Comics Ate My Brain

February 16, 2006

Lieberman On Finishing Gotham Knights

Filed under: batman — Tom Bondurant @ 10:18 pm
Andy Lieberman gives The Pulse some insight on his just-concluded Gotham Knights run. When I get around to revisiting Lieberman’s two years — which will probably be sooner than I had planned, since this interview is fresh in my mind — this will come in handy.

For example, I had no idea Hush was supposed to be the main character. That explains a lot.

As for Lieberman’s last issue itself, I thought it started off very promising, particularly where the Joker was concerned. I also didn’t mind the last page all that much, considering its potential as a setup for “One Year Later.” Yes, that sounds a little hypocritical of me considering all the kvetching I’ve done about pass-through storytelling, but I think there is a subtle distinction.

Anyway, Lieberman is done with Gotham Knights, but so far I’m not.

Costumes Optional

Filed under: Uncategorized — Tom Bondurant @ 1:25 am
Now that there’s going to be an Aquaman TV series, the only original Justice Leaguers without their own shows are Green Lantern and J’Onn J’Onzz. To me, J’Onn is particularly ideal for today’s don’t-call-it-a-superhero trend. “Smallville’s” motto has been No Tights, No Flights, “Birds of Prey” stayed away from costumes for the most part, and beyond a fondness for orange and green, I don’t expect to see the familiar Aqua-duds on the new guy.

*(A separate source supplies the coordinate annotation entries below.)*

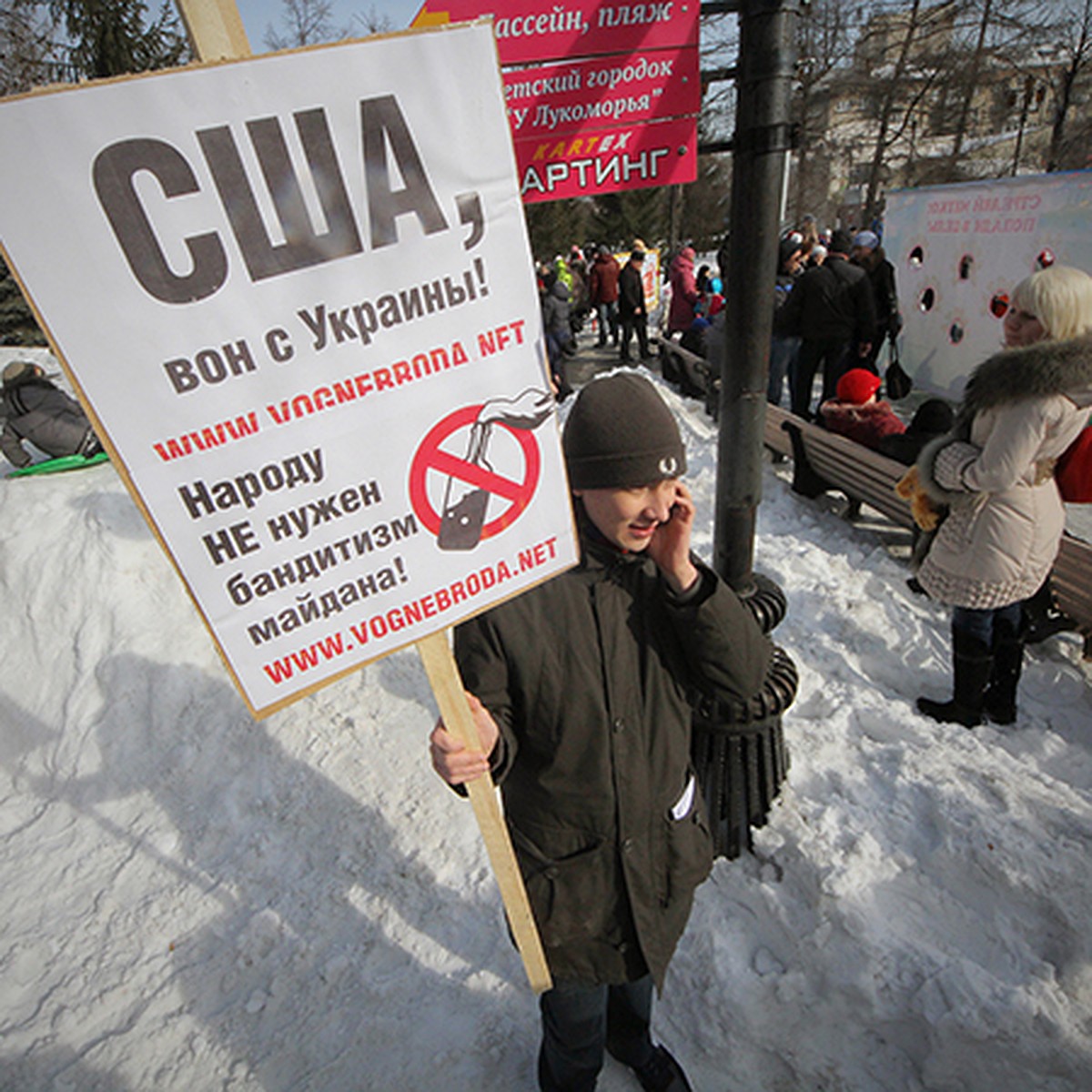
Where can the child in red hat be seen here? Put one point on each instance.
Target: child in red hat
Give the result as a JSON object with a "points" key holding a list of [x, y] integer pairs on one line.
{"points": [[856, 412]]}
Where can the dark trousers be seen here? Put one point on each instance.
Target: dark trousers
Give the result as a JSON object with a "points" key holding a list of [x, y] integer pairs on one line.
{"points": [[640, 325], [830, 354], [987, 626], [579, 1022], [609, 321]]}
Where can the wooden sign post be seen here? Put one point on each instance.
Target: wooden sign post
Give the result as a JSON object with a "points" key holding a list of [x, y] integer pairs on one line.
{"points": [[217, 33]]}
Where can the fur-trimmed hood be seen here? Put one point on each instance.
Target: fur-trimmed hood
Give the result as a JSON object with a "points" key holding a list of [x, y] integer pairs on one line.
{"points": [[1038, 370]]}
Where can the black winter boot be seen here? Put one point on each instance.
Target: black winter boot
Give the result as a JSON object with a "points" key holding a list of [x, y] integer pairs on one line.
{"points": [[1000, 703], [972, 664]]}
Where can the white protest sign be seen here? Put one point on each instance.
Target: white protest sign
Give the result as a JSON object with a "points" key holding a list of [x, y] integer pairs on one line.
{"points": [[298, 293]]}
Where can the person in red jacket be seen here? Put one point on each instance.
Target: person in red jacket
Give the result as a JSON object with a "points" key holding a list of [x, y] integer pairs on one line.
{"points": [[856, 413], [603, 294], [683, 292]]}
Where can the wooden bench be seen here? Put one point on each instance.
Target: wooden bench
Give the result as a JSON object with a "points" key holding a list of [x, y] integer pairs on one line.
{"points": [[824, 461], [1071, 580], [693, 374]]}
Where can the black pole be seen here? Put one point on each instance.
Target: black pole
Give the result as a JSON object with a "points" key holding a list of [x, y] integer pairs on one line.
{"points": [[760, 147], [738, 749]]}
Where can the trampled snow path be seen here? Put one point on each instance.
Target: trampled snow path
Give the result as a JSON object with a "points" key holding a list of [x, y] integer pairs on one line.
{"points": [[194, 901]]}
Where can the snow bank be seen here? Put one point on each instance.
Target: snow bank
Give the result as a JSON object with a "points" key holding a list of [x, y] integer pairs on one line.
{"points": [[195, 901]]}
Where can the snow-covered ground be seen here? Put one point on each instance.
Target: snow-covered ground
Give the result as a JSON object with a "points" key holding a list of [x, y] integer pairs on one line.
{"points": [[192, 901]]}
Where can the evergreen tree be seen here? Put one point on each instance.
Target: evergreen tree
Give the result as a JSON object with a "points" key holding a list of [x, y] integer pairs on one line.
{"points": [[17, 326], [113, 37]]}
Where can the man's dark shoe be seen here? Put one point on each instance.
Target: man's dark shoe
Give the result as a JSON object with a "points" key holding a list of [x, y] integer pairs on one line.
{"points": [[663, 1074]]}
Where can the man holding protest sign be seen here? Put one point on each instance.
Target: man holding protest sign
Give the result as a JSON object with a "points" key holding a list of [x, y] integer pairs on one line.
{"points": [[579, 693]]}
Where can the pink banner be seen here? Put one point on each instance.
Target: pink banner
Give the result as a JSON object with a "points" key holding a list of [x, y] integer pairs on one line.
{"points": [[605, 92], [603, 161], [529, 31]]}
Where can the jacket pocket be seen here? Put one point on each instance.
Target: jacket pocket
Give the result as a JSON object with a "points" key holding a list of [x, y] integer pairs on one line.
{"points": [[689, 856], [569, 876]]}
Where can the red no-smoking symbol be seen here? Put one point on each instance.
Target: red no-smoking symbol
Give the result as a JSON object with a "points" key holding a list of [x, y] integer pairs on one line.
{"points": [[431, 457]]}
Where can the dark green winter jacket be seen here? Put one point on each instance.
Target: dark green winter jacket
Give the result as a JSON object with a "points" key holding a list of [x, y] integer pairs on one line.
{"points": [[588, 676]]}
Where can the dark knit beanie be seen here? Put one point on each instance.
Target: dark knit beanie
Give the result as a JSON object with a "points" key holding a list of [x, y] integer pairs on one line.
{"points": [[934, 418], [620, 435]]}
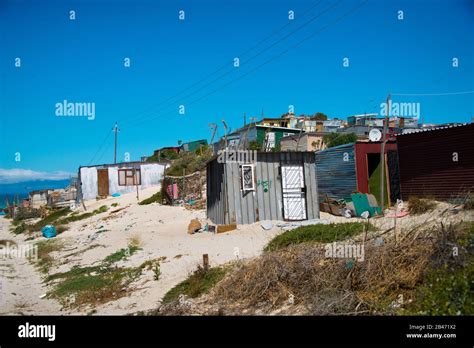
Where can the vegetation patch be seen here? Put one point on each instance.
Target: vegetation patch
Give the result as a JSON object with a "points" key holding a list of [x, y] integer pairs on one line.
{"points": [[21, 227], [392, 278], [83, 216], [122, 254], [198, 283], [418, 206], [317, 233], [45, 249], [95, 284], [469, 203]]}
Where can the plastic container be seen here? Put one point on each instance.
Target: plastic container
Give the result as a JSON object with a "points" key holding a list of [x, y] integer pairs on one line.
{"points": [[49, 231]]}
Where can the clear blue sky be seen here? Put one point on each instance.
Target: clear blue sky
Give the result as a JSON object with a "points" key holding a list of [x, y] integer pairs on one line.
{"points": [[82, 61]]}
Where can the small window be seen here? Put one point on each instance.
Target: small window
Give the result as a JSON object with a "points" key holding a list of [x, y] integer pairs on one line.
{"points": [[126, 177], [248, 177]]}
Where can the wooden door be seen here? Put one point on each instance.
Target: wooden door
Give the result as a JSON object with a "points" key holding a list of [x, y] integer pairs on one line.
{"points": [[103, 182], [294, 196]]}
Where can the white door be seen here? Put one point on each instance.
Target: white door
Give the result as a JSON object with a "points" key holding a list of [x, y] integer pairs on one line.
{"points": [[294, 197]]}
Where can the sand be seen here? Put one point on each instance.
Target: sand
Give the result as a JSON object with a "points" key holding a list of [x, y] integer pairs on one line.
{"points": [[162, 233]]}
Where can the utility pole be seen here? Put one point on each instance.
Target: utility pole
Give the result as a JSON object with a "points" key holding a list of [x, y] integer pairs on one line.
{"points": [[116, 130], [382, 157], [225, 133]]}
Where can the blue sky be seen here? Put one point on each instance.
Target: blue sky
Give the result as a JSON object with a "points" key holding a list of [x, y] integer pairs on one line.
{"points": [[82, 60]]}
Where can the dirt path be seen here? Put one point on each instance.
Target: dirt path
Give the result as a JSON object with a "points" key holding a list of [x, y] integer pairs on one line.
{"points": [[20, 283]]}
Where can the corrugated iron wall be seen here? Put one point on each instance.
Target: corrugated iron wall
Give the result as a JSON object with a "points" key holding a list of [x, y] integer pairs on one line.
{"points": [[227, 203], [215, 191], [336, 173], [427, 168], [362, 149]]}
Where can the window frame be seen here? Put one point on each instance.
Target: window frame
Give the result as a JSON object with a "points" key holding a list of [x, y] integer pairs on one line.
{"points": [[252, 169], [138, 176]]}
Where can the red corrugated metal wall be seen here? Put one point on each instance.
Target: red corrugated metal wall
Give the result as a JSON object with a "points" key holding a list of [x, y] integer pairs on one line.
{"points": [[362, 149], [427, 168]]}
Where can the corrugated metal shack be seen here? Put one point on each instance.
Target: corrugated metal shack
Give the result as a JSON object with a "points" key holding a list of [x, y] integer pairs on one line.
{"points": [[437, 163], [275, 186], [349, 168], [336, 172]]}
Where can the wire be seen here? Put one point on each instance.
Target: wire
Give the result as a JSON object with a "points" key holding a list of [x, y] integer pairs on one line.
{"points": [[355, 8], [100, 147], [264, 50], [432, 94]]}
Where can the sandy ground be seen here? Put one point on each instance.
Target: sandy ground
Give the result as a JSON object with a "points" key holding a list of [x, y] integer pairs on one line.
{"points": [[20, 284], [162, 232]]}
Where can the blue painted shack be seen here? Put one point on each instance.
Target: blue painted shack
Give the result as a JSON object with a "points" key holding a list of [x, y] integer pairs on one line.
{"points": [[336, 172], [355, 167]]}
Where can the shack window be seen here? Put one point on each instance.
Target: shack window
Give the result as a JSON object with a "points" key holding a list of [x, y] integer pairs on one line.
{"points": [[126, 177], [248, 177]]}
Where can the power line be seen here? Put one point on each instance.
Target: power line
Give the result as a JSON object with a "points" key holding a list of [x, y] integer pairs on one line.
{"points": [[226, 65], [352, 10], [100, 147], [432, 94], [233, 69]]}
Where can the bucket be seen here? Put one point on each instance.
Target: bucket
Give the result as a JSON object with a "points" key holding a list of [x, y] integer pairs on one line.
{"points": [[49, 231]]}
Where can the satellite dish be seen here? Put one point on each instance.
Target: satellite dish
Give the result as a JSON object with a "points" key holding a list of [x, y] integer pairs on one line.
{"points": [[375, 135]]}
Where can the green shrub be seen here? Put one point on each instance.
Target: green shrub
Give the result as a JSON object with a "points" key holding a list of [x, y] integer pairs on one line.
{"points": [[156, 198], [418, 206], [198, 283], [317, 233]]}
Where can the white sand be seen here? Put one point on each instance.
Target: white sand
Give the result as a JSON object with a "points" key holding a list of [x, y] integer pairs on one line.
{"points": [[162, 231]]}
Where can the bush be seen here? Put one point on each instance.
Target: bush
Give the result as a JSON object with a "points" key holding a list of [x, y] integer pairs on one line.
{"points": [[316, 233], [469, 203], [197, 283], [418, 206]]}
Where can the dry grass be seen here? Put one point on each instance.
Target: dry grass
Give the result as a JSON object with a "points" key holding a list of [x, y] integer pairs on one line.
{"points": [[135, 241], [325, 286]]}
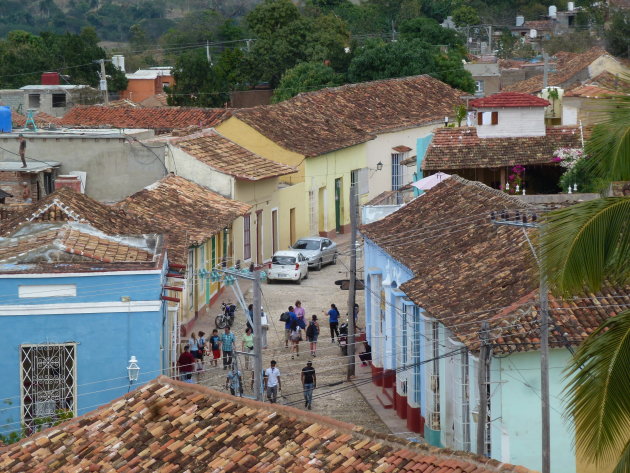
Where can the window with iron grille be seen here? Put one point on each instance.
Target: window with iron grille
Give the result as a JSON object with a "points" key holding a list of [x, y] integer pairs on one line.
{"points": [[247, 237], [397, 171], [48, 375]]}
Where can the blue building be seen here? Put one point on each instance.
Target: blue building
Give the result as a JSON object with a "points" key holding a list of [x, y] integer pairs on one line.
{"points": [[77, 304], [435, 270]]}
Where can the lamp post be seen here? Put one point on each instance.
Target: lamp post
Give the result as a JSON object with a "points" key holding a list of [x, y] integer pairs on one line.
{"points": [[133, 370]]}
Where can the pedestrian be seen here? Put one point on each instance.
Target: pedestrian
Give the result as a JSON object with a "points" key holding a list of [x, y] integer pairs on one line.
{"points": [[333, 321], [22, 149], [201, 347], [301, 314], [272, 382], [193, 343], [186, 364], [247, 345], [312, 332], [227, 345], [215, 346], [309, 382], [287, 326], [295, 337], [234, 381]]}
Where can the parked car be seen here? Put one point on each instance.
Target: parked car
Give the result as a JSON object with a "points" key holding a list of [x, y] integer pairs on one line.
{"points": [[318, 250], [288, 265]]}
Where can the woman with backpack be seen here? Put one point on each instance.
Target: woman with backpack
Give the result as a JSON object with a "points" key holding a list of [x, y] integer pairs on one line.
{"points": [[333, 321], [312, 332]]}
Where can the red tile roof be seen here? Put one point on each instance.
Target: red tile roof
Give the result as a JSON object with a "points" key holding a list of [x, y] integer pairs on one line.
{"points": [[320, 122], [216, 151], [467, 270], [508, 99], [461, 148], [568, 65], [170, 426], [186, 212], [155, 118]]}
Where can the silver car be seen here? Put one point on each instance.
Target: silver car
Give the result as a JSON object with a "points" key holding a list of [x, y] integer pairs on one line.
{"points": [[317, 250]]}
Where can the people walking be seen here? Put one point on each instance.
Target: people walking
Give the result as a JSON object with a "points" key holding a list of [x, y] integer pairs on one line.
{"points": [[227, 345], [333, 321], [301, 314], [272, 382], [215, 346], [312, 332], [186, 365], [309, 382], [287, 326], [247, 345], [234, 381]]}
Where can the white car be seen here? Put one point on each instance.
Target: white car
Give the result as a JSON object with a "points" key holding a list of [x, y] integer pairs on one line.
{"points": [[288, 265]]}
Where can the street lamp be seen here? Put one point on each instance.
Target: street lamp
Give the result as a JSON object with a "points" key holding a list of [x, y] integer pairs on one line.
{"points": [[133, 370]]}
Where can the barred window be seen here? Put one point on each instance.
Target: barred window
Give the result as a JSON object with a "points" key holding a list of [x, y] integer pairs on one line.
{"points": [[48, 383]]}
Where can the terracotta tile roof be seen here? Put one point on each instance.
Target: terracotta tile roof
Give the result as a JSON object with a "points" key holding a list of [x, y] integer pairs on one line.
{"points": [[68, 242], [170, 426], [508, 99], [67, 205], [155, 118], [319, 122], [467, 270], [216, 151], [186, 212], [567, 66], [461, 148]]}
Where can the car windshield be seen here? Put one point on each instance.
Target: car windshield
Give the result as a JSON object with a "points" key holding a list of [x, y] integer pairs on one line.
{"points": [[283, 260], [306, 245]]}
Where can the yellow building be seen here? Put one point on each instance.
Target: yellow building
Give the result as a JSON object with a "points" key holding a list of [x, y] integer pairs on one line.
{"points": [[337, 137], [198, 225], [213, 161]]}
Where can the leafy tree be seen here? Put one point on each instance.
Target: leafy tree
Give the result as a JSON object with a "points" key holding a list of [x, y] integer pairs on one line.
{"points": [[618, 34], [306, 77], [583, 246], [197, 83], [466, 15]]}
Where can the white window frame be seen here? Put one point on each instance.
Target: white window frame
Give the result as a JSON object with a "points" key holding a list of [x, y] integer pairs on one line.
{"points": [[71, 352]]}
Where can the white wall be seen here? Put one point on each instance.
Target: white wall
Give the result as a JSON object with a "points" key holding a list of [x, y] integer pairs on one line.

Again, though, this plays to the Martian Manhunter’s strengths as a shape-shifter. J’Onn doesn’t need a costume — his disguise is other people.

Moreover, J’Onn’s multiple Earth identities would make a Martian Manhunter show a virtual anthology — “Quantum Leap” meets “The X Files.” Here’s an alien stranded on Earth, with all the Superman powers plus shape-shifting, invisibility, and telepathy, and a history of fighting crime “undercover” among humans in the paranoid 1950s. It practically begs to be adapted! Of course, now that I think about it, it does sound like “Something Is Out There” or “Hard Time On Planet Earth,” both of which were gone before too many people had a chance to watch them.

Thinking about similar setups, “Quantum Leap” plus “X Files” is probably also a good description of what a “Deadman” TV show would be like, with mysticism taking the place of science fiction. A “Spectre” TV show would be a different kind of cop with superpowers, and might even play up the religious angle. (“Touched By An Angel” meets ….)

Still, why are we not hearing more about adaptations like these? (Because, idiot, similar pitches produced “Something Is Out There” and “Hard Time On Planet Earth,” not to mention movies like The Hidden, none of which had any particular staying power?) I don’t think producers are particularly scared of being tarred with the “geek” brush if they focus on costumes and powers — after all, “Lois & Clark” went four seasons, which isn’t bad even compared with at least six for “Smallville.” Instead, I think it’s more budgetary — costumes and powers are expensive. That’s why I think Martian Manhunter, Spectre, and Deadman would make good, economical series. (I’m thinking there was talk of a “Deadman” series a few years ago, but can’t remember specifics.) Come on, Warner Bros., prove me wrong!